Broadcast 5


Фонарь одиноко освещает подъезд замкнутой от дороги улицы. Всё что у него есть это свет, мигающий в попытке осветить небольшой участок перед входом. Ручку двери слишком часто дёргают неизвестные никому люди. Каждый раз двери открываются и впускают в тёмный коридор очередного человека, который постепенно начинает ориентироваться в темноте незнакомого места наощупь, оставляя следы своих грязных ног и отпечатки своих испачканных рук. И это место становится узнаваемым, как и тысячи других, но лишь в сознании этих незнакомок и незнакомцев. И они сходятся все, как один, на том, что им всё уже известно. Чего нельзя сказать о дороге, уходящей вдаль под покровом звёздного летнего неба с бесконечными остановками на попутчиках, неизменно ожидающих себе подобных на своих неизменных местах. Я иду и вокруг меняется только пейзаж. Дорога всё та же, попутчики всё те же. А я иду всё дальше, потому что я такой же как и все остальные.

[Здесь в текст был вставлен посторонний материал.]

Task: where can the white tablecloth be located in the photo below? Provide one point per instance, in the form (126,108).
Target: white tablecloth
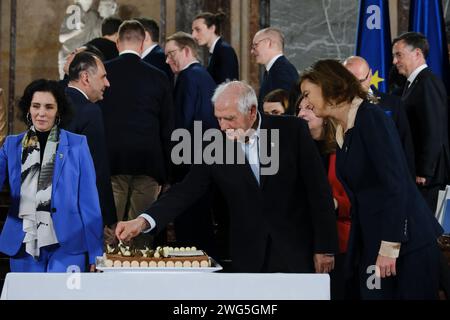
(166,286)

Она принесла на встречу пирог, сделанный своими руками. Я принял презент в целлофановом пакетике, и мы двинулись в путь. Солнце в тот день падало на соседние здания тем самым огненным отливом, как и двадцать лет назад. Я вспомнил Миядзаки и его мультфильм «Унесённые призраками», создавшие в моей жизни огромное что-то и пропасть ничего одновременно. Я поделился с ней своим воспоминанием, не осознав того, что уже стал уязвим, в тот самый момент, когда искренность была совсем неуместна, я вставил её как орудие суицида. Она слушала очень внимательно, и часто поглядывала на меня с заинтересованностью. Наш разговор касался множества тем. Но основа была в том, что я был чересчур открыт, хотя и пытался таким не быть. Это был тот самый момент, когда я захотел быть собой, быть настоящим, никого не обманывая, и наконец дыша полной грудью. На одной из лавок площади мы присели и я съел пирог, приготовленный её руками. Сказать , что было вкусно – это не сказать ничего. Чувства были странными: опустошение граничило с неизвестностью. Мы шли дальше по аллее с молодыми насаждениями душистых цветов и ярко зеленых кустарников. Она была без лифчика в легком топе и джинсах с завышенной талией. Честно, тогда мне ничего не хотелось. А чем меньше хочешь, тем больше получаешь. Сначала я оказался языком между ее ног. А немного позже уже наяривал на ней, закинув ее аппетитную ногу себе на плечо. Нельзя сказать, что аллея с душистыми цветами сразу переросла в секс в том самом месте.

Это случилось неделей позже. Она приехала ко мне, хлебнула вина для храбрости и впустила меня в себя. Это так глупо, – испытывать период опустошения и пытаться что-то еще делать извне, в этом мире будто бы живых, но никогда не живших. Это был отсчёт того, как я начал тонуть или взлетать. Смотря как посмотреть. Она заставляла меня долго ждать ее бессонными ночами, и пропадать неизвестно куда и непонятно насколько. А потом снова врывалась в мою жизнь с желанием видеть меня именно в ту самую минуту. Очередные качели. Я не задавал ей глупых вопросов. Дал почитать свой томик Данте, о чем пожалел; так как дал то единственное, чем дорожил, что у меня было из материального мира. Я привык ее не ждать. Никогда. От этого мне стало откровенно плевать на нее. Если я мог что-то чувствовать к ней в самом эпицентре моего интереса к ней, то после того, как она начала показывать себя, меня уже ничего не трогало в ней. Общаясь среди своих пациентов-дурачков, как она сама называла людей из псих больницы, она и сама стала частью помешательства. И видимо хотела того же добиться от меня. Но мне повезло. Ее трусики оказались в кармане моих джинсов. Я так понял, что это был своего рода бартер: Данте за трусики. У женщин часто бывают проблемы с ценообразованием: уж слишком дешево ей обошелся Данте. Либо так она ценила его, либо так убого выглядел я. Гадать мне не приходилось. Я не мог заснуть какое-то время и просто спустил в ее трусики все напряжение. Как я закончил с мастурбацией, я вытер свой член другой стороной этих же трусиков. Это был не бартер. И даже не месть. Просто я дал ей то, чего она хотела: фейерверков этой суке! Ее надежды очень часто затрагивали тему бессмертия. Это была ее идея фикс – никогда не умирать. Я сказал, что воплощу ее желание. И вот она уже бессмертна, находясь в моей истории на бумаге. А как известно еще по Булгакову, – рукописи не горят. Вперед и с песней. Я гребанный волшебник! Посмотрите на меня!